Dans cette petite agence, pas question de placer les gens n’importe comment : on fait selon leur profil et leurs aspirations, partant du principe que si le salarié est bien dans son job, il le fera bien, et tout le monde sera content. Notamment le client, qui confiera alors de nouvelles missions à l’agence. Bref, des gens qui ont tout compris, et que j’aime pour cela.

J’avais rendez-vous avec la patronne, pour faire un point sur ma situation, mes envies, et voir ce que l’on pouvait faire ensemble. Elle avait une mission en tête. Un de ses clients, une grosse entreprise publique, cherchait une assistante de direction, avec un cerveau, et capable d’assister un big boss bien pressurisé. Pour elle, qui me connaît bien et qui dispose de très bons retours de clients sur les missions déjà effectuées par le passé, je collais parfaitement. Jusqu’à ce qu’un grain de sable vienne s’immiscer dans le processus de recrutement.

Comme prévu, elle a transmis mon dossier de candidature et sa chaude recommandation à son client, et le retour a été rapide : un gros non. Quelque chose aurait-il échappé à la patronne de l’agence ? Manquerais-je des compétences nécessaires pour le poste ? N’avait-elle pas compris la demande de son client ? Non, rien de tout cela. Je disposais bien des qualités requises. Mais alors, pourquoi ce refus catégorique de me rencontrer ?

J’ai travaillé comme permanente au sein du parti politique UMP. Et cela pourrait, selon le client de cette grande entreprise publique, remonter aux oreilles des syndicats, et en particulier de la CGT. Qui fait encore la pluie et le beau temps dans l’entreprise. Ce qui pourrait nuire à la bonne marche du service de celui qui ne sera donc pas mon futur patron. En gros, avoir travaillé pendant 18 mois, en tant que simple assistante de direction, au sein de l’UMP, représente un risque stratégique. Soit.

Peu importe que je n’ai pas occupé de fonction politique au sein de l’UMP, ou même que j’ai été virée pour raison politique par l’équipe du président du parti de l’époque, qui s’appelait Nicolas Sarkozy. C’est toute l’ironie de l’histoire : on me refuse pour une étiquette associée au sarkozysme, alors que j’ai été virée par l’équipe Sarkozy pour chiraquisme non conforme avec le sarkozysme. Et ce alors que j’étais reconnue en interne comme l’un des meilleurs éléments… sur le plan strictement professionnel. La raison politique, déjà, à l’époque… C’est dire si je connais le sujet !

Reste que tout ceci relève de la discrimination et du délit de prétendue opinion. Car avoir été assistante de direction au sein de l’UMP ne signifie pas que j’en partage les valeurs : il ne s’agit pas d’un poste politique, et contrairement au mythe répandu, nombreux sont les permanents à ne pas être encartés. Plus drôle, les non encartés sont en général ceux qui tiennent des postes politiques, comme par exemple au service des études, ceux qui rédigent le programme. En tout cas à l’époque.

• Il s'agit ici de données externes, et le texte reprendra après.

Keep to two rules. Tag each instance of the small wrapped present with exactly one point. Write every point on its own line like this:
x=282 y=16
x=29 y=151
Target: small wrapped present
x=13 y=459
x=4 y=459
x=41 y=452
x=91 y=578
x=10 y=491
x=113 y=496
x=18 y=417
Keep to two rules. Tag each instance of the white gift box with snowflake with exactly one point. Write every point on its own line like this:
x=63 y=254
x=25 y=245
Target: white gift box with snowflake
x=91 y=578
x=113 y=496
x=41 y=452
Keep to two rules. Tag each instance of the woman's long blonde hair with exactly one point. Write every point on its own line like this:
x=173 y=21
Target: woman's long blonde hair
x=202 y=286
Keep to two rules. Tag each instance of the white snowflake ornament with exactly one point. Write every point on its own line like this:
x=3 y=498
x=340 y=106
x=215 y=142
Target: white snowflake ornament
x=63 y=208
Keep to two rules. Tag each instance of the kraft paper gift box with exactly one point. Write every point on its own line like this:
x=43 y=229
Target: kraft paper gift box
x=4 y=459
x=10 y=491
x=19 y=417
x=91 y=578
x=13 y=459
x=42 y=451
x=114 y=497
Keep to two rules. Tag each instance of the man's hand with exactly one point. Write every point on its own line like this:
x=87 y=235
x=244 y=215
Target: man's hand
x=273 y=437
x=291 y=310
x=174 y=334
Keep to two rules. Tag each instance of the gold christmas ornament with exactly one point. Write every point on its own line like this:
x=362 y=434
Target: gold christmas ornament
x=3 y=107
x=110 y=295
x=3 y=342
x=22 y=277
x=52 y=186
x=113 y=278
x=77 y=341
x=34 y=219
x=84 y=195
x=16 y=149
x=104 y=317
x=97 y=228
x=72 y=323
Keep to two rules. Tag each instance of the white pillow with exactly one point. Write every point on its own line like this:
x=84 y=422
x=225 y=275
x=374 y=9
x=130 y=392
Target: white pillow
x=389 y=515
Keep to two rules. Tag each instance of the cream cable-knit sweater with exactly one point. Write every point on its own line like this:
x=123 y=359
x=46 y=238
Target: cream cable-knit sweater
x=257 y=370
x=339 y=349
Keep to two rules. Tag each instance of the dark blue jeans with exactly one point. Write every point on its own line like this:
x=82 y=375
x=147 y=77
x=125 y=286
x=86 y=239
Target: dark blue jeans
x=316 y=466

C’est dire le non sens profond de ce rejet à mon égard, qui relève d’une toute aussi profonde méconnaissance du fonctionnement des partis. Cette décision tient à un mythe. En ce qui me concerne, j’étais à l’époque encartée. Dès mon licenciement, j’ai cessé d’adhérer à l’UMP : je n’allais tout de même pas donner du fric à ceux qui venaient de me faire un gros chèque pour licenciement abusif…

Ca n’est pas la première fois qu’une telle mésaventure m’arrive et qu’on me dit franchement que la politique a bloqué ma candidature. Et il m’est arrivé de nombreuses fois d’avoir le doute. Pourtant, je n’envisage pas de maquiller mon CV. Je n’ai pas honte des endroits où j’ai travaillé, et en tant qu’assistante de direction, j’ai eu à l’UMP de nombreuses expériences probantes qui sont extrêmement révélatrices de mes qualités à ce poste. C’est donc un point de force dans mon parcours. Je ne vois pas en quoi je devrais le cacher.

Aussi, j’assume totalement d’avoir quitté un poste prometteur au sein d’une major hollywoodienne pour entrer à l’UMP et y créer le poste d’assistante au sein des Jeunes Populaires. Je suis fière d’avoir instauré tous les process, géré l’agenda et les déplacements de ma Boss, répondu à la centaine d’appels téléphoniques par jour, rédigé les dizaines de courriers de réponse à ceux qu’elle recevait, aux centaines de mails qui arrivaient chaque jour sur nos boîtes, accueilli ses rendez-vous mais aussi les cadres et les militants qui venaient à notre bureau, organisé les réunions de service, établi les notes de frais pour la centaine de cadres que comptait notre départements, géré et envoyé les fichiers à ces mêmes cadres… bref, d’avoir fait le job de l’assistante de direction que j’étais.

Mais encore plus fière des missions annexes, comme l’organisation générale d’événements jusqu’à 5000 personnes pour les jeunes, et 40 000 pour les aînés. Un exemple. La veille de son accession à la tête de l’UMP, Nicolas Sarkozy avait exigé que nous organisions une soirée pour les jeunes, la veille. L’objectif était de réunir 2000 jeunes populaires à côté de Paris, de les loger le soir, et de les emmener sur site au Bourget le lendemain.

Ce qui signifiait, pour les jeunes de province (1500) :

  • Transport en train ou avion jusqu’à Paris
  • Transfert Gare ou Aéroport/Bodega en car
  • Bagagerie à la Bodega
  • Transfert Bodega/Hôtel en car
  • Nuit à l’hôtel
  • Transfert Hôtel / Palais des expositions du Bourget en car
  • Transfert Bourget / Gare ou Aéroport en car

Le tableau de bord récapitulait, pour chaque département, toutes ces étapes. Sachant qu’il fallait :

  • faire coller les heures d’arrivée et de départ des trains et avions, pour remplir les cars à leur capacité maximale, à savoir 50 personnes (que les départements viennent à 3 ou 27)
  • utiliser au maximum les mêmes cars pour aller à la Bodega et à l’hôtel afin de ne pas surcharger la bagagerie
  • faire coïncider ces mêmes cars avec les capacités d’hébergement, donc gérer la répartition des chambres en fonction.
  • Gérer les cas particuliers (venu en voiture mais ayant besoin d’une chambre, ou l’inverse, arrivé par un autre train, …)

L’ensemble représentait 7 points d’arrivée et de départ (5 gares, 2 aéroports), 30 cars et 11 hôtels. Et j’étais seule pour faire ce tableau et les feuilles de route pour l’ensemble des départements… en veillant à ne pas me tromper : toute erreur aurait eu pour conséquence de perdre les militants en route. Tout en assurant naturellement la gestion des relations avec les prestataires, pour la réservation des billets, l’ajustement du nombre de chambres, la réservation du bon nombre de cars…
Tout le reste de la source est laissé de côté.